Operating at 29 retail pilot sites as of the time of our chat, St. John pointed to the offerings of FitStation when it comes to 3D scanning feet. Incorporating MJF 3D printing into the end-to-end FitStation platform, HP sees “an opportunity to scale the 3D printed insole business,” he said, as 3D printing custom insoles and orthotics enables a better, more personal fit.

This advanced solution in a platform approach enables not only a better ultimate fit and experience for the consumer, but a new way of thinking for footwear providers.

“Superfeet is 41 years old; we’ve launched a lot of products over the years,” Hayes said. “The ME3D product coming off Multi Jet Fusion has been the most successful product launch in Superfeet history; it has the lowest return rate, the highest rating, and the highest repeat purchase rate. The average Superfeet consumer owns three insoles, which tend to be disparate, think for casual, formal, and hiking shoes. Once they find ME3D, they want more ME3D, which is fantastic. The product itself just performs so much better, because we’re making it specific not just to you, but to your right foot and your left foot. Being able to customize this pair and tailor one for your left foot and one for your right foot, the overall satisfaction rating goes through the roof.”

Very few people are actually symmetrical, and it’s these small variations that give us personality — and can make finding the right fit additionally challenging. This is where 3D printing fits especially well, as the technology is seeing increasing use among a growing amount of businesses involved in the footwear sector.

“With all the applications we’re aware of, in dental, in jewelry, this is the application I’ve seen that’s ripest for it,” St. John said of footwear.

The coming together of footwear and 3D printing is attracting notice worldwide. Advances in the technological capabilities of additive manufacturing are seeing it situated as a strong contender for footwear applications, as materials are strong enough now to support weight in end-use products alongside the use of the technology to create lasts and molds for more traditional fabrication. Integration with advanced platforms incorporating 3D scanning and software support also make more possible.

“It’s not that we’ve been ignoring 3D printing for the last 25 years, it’s that 3D printing wasn’t ready yet to put the Superfeet name on it,” Hayes said of the company’s relationship with the technology.

“The data coming off Fitstation wasn’t there. MJF made it not just economical, but viable performance-wise for us to put our name on it. We’re very confident because of MJF and what the performance can do. Anyone can take a scan of a foot; it’s what you do with that data that matters. FitStation lets us manufacture off that data, and lets us do it at scale, turn it around, and deliver to the customer.”
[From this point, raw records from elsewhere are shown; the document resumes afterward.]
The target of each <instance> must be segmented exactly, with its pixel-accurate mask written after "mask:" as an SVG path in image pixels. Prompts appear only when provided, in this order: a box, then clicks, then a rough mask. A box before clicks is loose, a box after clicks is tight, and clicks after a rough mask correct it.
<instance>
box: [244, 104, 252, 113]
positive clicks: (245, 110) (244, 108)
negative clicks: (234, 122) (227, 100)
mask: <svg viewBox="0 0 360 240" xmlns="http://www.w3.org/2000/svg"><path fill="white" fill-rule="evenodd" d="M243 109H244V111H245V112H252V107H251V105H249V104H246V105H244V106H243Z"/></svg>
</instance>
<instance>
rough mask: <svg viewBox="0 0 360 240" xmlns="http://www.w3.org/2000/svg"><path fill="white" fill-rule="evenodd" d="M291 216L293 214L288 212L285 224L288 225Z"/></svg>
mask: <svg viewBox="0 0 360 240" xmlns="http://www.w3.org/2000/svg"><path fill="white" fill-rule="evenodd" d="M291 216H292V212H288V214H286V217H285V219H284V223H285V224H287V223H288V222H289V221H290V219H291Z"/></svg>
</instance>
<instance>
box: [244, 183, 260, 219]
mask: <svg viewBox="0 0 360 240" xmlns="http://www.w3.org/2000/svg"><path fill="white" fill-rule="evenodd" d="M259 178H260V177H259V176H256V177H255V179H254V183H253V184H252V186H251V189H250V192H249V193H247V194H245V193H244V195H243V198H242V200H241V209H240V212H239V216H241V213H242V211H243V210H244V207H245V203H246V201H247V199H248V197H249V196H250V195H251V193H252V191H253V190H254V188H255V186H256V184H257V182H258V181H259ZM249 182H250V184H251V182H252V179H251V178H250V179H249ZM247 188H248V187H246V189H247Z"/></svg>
Scale production and enabling new economies of manufacturing are among the key issues HP has sought to address with its Multi Jet Fusion 3D printing technology. That realizable benefits of these efforts are being acknowledged and put to use in real-world production is a strong statement to the viability of HP’s ambitious disruptive vision for industrial 3D manufacturing.

The 3D printed heelcap of a Superfeet insole

These visions are being brought to fruition not by MJF alone, of course, but through the integration of complementary technologies, including immersive computing.

“With immersive solutions, either the customer knows exactly what they want to do, like 3D scanning, or they have a problem they need to solve,” St. John told me. “With Superfeet and DESMA, two partners with great expertise and market reach, we bring in 3D printing, manufacturing, IT infrastructure, and distribution. Together, that relationship is able to be really strong, to reinvent manufacturing.”

Comparing use of MJF versus traditionallly made custom insoles, Hayes pointed to benefits such as adjusting flexibility and more design possibilities, “more custom tweaks.”

“This is digital craftsmanship, it’s digitization of craft,” St. John said. “It’s a way to publish shoes.”